Fragen über Fragen, die mich seit gestern begleiten
Irgendwann aber stellte sich eine Art Verunsicherung ein – wie so oft in den vergangenen Corona-Tagen und -Wochen. Die neuen Möglichkeiten – schön und recht. Doch was ist, wenn die Zahlen der Infizierten und Todesfälle in absehbarer Zeit wieder ansteigen? Was, wenn unsere Großeltern, die eindeutig zur Risikogruppe gehören, doch noch erkranken? Sorgt eine mögliche zweite Welle dafür, dass die aktuelle Freude nur von kurzer Dauer sein wird? Fragen und Gedanken, die mich heute beschäftigten – mehr, als mir vielleicht lieb ist.

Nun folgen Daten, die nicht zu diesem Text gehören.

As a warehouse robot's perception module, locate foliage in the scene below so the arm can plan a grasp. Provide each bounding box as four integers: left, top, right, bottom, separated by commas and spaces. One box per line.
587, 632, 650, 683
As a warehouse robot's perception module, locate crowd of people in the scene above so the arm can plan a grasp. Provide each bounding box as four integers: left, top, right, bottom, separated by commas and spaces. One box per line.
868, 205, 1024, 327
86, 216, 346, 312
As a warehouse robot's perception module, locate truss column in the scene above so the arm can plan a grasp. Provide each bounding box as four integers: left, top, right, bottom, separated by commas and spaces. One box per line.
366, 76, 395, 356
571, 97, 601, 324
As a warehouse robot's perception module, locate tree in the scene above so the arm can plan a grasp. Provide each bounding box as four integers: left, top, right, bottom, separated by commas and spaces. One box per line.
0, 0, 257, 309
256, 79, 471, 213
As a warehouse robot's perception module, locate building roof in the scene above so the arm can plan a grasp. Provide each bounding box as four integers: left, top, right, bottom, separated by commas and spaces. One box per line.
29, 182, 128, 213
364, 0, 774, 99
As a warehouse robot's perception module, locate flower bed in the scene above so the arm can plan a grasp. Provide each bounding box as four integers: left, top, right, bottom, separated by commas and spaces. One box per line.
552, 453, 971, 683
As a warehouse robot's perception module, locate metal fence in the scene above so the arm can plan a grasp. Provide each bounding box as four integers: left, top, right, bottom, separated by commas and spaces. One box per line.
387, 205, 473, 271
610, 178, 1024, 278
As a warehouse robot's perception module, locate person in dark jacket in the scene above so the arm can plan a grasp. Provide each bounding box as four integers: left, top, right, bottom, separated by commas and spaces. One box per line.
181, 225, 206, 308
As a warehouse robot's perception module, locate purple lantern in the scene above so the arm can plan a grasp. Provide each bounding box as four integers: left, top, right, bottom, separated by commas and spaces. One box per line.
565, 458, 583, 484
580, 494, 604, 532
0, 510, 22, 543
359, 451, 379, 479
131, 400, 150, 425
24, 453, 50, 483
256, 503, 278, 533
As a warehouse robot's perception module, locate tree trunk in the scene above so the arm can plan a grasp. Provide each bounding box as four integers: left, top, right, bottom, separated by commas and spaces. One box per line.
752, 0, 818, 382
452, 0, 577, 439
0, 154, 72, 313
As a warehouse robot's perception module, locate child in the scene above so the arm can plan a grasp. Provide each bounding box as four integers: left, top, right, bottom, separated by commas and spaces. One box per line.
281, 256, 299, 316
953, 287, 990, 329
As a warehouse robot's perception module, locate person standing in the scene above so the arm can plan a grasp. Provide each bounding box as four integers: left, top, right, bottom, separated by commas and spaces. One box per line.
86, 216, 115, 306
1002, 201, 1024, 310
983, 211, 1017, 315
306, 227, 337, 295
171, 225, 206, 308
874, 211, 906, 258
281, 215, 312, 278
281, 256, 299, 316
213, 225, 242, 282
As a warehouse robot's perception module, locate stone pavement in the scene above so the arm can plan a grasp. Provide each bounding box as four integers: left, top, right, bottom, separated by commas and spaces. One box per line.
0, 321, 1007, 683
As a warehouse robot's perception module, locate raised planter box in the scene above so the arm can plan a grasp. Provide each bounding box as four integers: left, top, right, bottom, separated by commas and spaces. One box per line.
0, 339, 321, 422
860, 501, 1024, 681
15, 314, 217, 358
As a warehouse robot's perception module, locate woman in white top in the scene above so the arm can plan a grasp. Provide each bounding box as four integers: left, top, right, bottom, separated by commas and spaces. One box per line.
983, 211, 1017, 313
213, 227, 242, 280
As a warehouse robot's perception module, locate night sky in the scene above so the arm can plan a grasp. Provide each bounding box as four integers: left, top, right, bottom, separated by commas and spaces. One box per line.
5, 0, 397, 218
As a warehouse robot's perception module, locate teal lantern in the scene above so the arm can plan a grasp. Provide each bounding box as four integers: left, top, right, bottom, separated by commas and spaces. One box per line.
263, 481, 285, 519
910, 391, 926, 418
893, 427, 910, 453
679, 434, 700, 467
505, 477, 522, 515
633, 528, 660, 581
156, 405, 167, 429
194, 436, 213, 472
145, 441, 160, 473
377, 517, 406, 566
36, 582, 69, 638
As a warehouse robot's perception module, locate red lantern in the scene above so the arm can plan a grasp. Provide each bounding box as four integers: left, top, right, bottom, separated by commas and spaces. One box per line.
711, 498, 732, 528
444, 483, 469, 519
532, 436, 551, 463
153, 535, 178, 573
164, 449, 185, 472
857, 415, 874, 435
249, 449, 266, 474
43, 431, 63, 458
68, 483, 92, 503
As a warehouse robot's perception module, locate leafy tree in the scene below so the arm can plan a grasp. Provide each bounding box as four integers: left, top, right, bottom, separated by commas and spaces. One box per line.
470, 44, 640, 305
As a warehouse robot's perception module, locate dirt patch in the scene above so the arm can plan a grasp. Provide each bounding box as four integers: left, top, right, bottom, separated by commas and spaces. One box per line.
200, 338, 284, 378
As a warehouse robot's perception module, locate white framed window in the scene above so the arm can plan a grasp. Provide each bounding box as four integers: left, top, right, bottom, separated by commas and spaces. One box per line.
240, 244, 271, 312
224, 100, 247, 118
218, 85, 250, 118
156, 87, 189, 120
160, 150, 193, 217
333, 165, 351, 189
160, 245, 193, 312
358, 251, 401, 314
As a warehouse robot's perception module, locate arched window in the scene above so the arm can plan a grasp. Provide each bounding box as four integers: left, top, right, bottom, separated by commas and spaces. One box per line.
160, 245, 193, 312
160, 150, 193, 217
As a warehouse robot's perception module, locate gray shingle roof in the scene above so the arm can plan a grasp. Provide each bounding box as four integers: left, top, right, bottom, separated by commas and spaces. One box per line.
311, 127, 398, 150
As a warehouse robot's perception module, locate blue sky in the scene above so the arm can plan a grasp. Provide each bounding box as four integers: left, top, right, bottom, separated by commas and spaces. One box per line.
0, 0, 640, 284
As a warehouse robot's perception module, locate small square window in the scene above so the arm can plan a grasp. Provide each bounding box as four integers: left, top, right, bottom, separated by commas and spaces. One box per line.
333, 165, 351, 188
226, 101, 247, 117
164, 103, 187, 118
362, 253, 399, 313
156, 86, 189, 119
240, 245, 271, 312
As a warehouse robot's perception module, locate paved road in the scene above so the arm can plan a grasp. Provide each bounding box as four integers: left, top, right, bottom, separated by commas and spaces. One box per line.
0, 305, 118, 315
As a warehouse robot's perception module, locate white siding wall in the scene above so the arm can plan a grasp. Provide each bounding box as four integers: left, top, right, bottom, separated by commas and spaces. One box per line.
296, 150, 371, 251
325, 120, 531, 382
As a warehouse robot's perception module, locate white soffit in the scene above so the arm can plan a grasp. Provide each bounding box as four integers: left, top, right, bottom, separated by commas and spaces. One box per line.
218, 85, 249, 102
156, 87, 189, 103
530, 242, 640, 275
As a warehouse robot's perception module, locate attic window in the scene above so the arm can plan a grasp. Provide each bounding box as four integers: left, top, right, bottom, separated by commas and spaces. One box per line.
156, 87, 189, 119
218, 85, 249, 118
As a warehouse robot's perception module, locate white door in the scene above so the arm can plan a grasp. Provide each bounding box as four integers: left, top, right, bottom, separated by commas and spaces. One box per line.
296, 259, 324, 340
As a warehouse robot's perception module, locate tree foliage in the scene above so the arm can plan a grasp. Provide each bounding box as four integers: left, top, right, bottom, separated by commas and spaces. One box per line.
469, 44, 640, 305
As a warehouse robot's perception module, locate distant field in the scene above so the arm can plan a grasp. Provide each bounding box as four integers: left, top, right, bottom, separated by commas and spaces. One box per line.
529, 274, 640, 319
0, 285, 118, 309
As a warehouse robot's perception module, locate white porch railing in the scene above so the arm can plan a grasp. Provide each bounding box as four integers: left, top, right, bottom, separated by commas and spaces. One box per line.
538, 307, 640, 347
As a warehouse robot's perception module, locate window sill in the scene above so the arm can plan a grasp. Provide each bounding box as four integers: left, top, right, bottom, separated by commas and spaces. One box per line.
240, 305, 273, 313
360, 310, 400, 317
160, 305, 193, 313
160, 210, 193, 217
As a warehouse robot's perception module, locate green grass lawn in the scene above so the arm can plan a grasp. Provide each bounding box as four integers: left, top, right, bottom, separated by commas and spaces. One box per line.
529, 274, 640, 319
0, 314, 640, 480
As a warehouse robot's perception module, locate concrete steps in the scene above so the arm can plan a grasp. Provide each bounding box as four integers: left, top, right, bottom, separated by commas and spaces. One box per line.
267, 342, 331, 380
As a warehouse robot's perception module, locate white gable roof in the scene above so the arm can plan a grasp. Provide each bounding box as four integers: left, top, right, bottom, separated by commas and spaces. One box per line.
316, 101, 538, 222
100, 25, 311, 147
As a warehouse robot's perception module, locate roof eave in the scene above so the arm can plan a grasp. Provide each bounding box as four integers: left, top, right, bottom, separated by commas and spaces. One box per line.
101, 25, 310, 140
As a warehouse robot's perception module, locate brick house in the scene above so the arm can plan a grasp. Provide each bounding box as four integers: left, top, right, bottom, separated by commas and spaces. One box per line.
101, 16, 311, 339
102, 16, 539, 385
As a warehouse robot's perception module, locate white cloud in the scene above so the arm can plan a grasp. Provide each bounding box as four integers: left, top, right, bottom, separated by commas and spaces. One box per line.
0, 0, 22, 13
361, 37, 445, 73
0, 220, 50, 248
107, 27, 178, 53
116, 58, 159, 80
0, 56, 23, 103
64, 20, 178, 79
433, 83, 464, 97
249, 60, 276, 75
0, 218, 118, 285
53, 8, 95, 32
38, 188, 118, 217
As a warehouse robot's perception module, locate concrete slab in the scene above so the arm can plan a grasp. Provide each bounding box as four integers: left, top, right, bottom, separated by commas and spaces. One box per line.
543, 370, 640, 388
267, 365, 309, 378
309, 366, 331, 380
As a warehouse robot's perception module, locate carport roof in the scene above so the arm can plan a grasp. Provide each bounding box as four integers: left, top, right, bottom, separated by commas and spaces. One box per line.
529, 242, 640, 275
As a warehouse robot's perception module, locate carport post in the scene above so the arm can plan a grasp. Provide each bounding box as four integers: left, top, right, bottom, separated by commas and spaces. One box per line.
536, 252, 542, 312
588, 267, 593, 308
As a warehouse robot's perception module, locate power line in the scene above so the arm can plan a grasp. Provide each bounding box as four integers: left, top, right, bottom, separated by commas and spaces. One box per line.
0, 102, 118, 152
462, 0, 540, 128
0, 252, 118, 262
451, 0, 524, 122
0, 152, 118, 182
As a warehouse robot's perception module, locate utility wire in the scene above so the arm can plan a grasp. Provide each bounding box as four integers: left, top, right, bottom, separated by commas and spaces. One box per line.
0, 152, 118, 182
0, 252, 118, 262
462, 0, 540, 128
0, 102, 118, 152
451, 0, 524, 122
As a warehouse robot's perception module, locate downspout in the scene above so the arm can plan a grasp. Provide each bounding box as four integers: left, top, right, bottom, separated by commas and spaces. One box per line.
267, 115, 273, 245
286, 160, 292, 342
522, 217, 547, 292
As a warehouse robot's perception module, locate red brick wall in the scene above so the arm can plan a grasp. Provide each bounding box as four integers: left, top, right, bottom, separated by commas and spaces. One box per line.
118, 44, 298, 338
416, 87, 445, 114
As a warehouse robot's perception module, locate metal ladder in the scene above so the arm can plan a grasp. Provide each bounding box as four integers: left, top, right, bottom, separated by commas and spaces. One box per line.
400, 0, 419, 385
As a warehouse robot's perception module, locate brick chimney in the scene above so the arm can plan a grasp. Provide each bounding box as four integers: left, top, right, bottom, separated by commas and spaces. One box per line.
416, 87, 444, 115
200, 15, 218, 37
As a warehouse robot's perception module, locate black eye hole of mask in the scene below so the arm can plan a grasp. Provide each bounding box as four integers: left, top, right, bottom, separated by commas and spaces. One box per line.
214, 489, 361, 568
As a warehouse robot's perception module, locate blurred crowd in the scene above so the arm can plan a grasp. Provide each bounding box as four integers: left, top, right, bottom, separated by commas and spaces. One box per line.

Damit einher geht also eine gewisse Besorgnis, wie ich mit der „neuen“ Freiheit überhaupt umgehen soll. Wie bereits im Rahmen des Tagebuches berichtet, hat sich bei mir mittlerweile eine „unnormale Corona-Normalität“ herauskristallisiert. Ich habe einen alternativen Alltag entwickelt – mühsam, aber dann doch mit durchschlagendem Erfolg. Und nun soll ich mich schon wieder umstellen? Freilich: Eigentlich Luxusprobleme – aber wer hat nicht gewisse Eigenheiten und Marotten, auf die er nur ungern verzichten möchte? Das Leben einfach mal wieder umzukrempeln, wie oft gesagt wird, ist so leicht nicht. Oder doch? Bin ich schon durchgedreht? Nicht mehr normal?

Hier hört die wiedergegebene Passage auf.